While one expert says the two approaches work most effectively together, the other highlights the importance of complete divestment.
Adam Scott, director at Shift Action for Pension Wealth and Planet Health:
The common framing of engagement versus divestment is a false dichotomy. They aren’t mutually exclusive approaches — both are essential tools for pension managers, protecting beneficiaries from climate-related financial risks, generating returns and aligning portfolios with a safe climate future. Engagement and divestment work most effectively when used together.
As part of a robust climate strategy, pension managers must adopt an escalatory, timebound engagement program that requires companies to create profitable net-zero strategies, aligning capital expenditure plans with safe emissions pathways while ensuring companies respect Indigenous rights, pay for environmental liabilities and prepare for a just transition for workers and communities. Engagement can be effective for many companies, but there are obvious limits.
When engagement tactics don’t work, investors must be prepared to sell holdings that fail to meet requirements. Indeed, this is common practice — pension funds regularly divest from assets that carry unacceptable levels of risk. The fact that some managers continue to say they don’t believe in divestment suggests a hidden political hang-up, not a financial one.

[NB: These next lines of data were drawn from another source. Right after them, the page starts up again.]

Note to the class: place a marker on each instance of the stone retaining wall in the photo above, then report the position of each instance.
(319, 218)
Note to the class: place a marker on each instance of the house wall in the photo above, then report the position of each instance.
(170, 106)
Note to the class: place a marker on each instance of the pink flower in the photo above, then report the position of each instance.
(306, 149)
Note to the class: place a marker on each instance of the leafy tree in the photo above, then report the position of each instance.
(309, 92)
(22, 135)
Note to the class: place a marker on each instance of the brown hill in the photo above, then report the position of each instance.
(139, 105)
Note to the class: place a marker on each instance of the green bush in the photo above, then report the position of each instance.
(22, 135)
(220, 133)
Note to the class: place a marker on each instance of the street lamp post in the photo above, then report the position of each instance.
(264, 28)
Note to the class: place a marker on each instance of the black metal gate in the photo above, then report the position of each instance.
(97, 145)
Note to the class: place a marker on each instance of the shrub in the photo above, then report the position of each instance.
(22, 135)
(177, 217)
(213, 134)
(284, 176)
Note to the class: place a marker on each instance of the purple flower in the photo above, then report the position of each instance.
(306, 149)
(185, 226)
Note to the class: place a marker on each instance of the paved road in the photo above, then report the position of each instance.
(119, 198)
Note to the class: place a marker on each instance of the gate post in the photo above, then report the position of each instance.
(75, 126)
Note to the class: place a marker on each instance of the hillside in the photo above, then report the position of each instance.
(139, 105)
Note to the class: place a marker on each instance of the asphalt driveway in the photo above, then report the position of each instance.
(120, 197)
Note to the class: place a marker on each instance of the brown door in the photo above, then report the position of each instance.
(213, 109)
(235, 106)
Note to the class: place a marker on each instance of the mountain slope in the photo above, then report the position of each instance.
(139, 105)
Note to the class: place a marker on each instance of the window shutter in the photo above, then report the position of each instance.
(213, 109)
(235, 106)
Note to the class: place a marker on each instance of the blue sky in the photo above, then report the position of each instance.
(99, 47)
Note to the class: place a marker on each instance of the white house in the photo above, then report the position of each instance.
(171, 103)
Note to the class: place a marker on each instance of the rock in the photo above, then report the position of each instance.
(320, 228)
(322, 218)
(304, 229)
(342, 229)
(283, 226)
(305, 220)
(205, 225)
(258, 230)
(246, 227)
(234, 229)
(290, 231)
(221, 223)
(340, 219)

Owning and engaging fossil fuel companies isn’t working. Years of effort from Climate Action 100+ have largely failed to ensure credible transition pathways for high-carbon companies. Canadian and global oil and gas companies still lack credible Paris Agreement-aligned climate plans. ABP, Europe’s largest public sector pension fund, cited limited engagement potential as the reason for its decision to divest from fossil fuels last year.
Beyond limiting investor exposure, divestment has been proven to limit carbon lock-in, depressing fossil fuel company share prices and raising the cost of capital for oil and gas expansion projects. Timebound and robust engagement toward climate-safe pathways is essential, but if companies or sectors are unable, or unwilling, to align their business model with a net-zero pathway, pension managers should make sure their divestment tool is taken out and put to good use.
Richard Brooks, climate finance program director of Stand.earth:
Public pension funds’ top priority must be fiduciary responsibility to workers who pour wages and livelihoods into the funds and rely on hard-earned pensions to sustain retirement.
Even with recent upticks in stock prices due to Russia’s war in Ukraine, investment and climate risk is increasing for volatile fossil fuel companies. Over five- and 10-year horizons, performance of coal, oil, gas and tar sands corporations underperformed the overall market.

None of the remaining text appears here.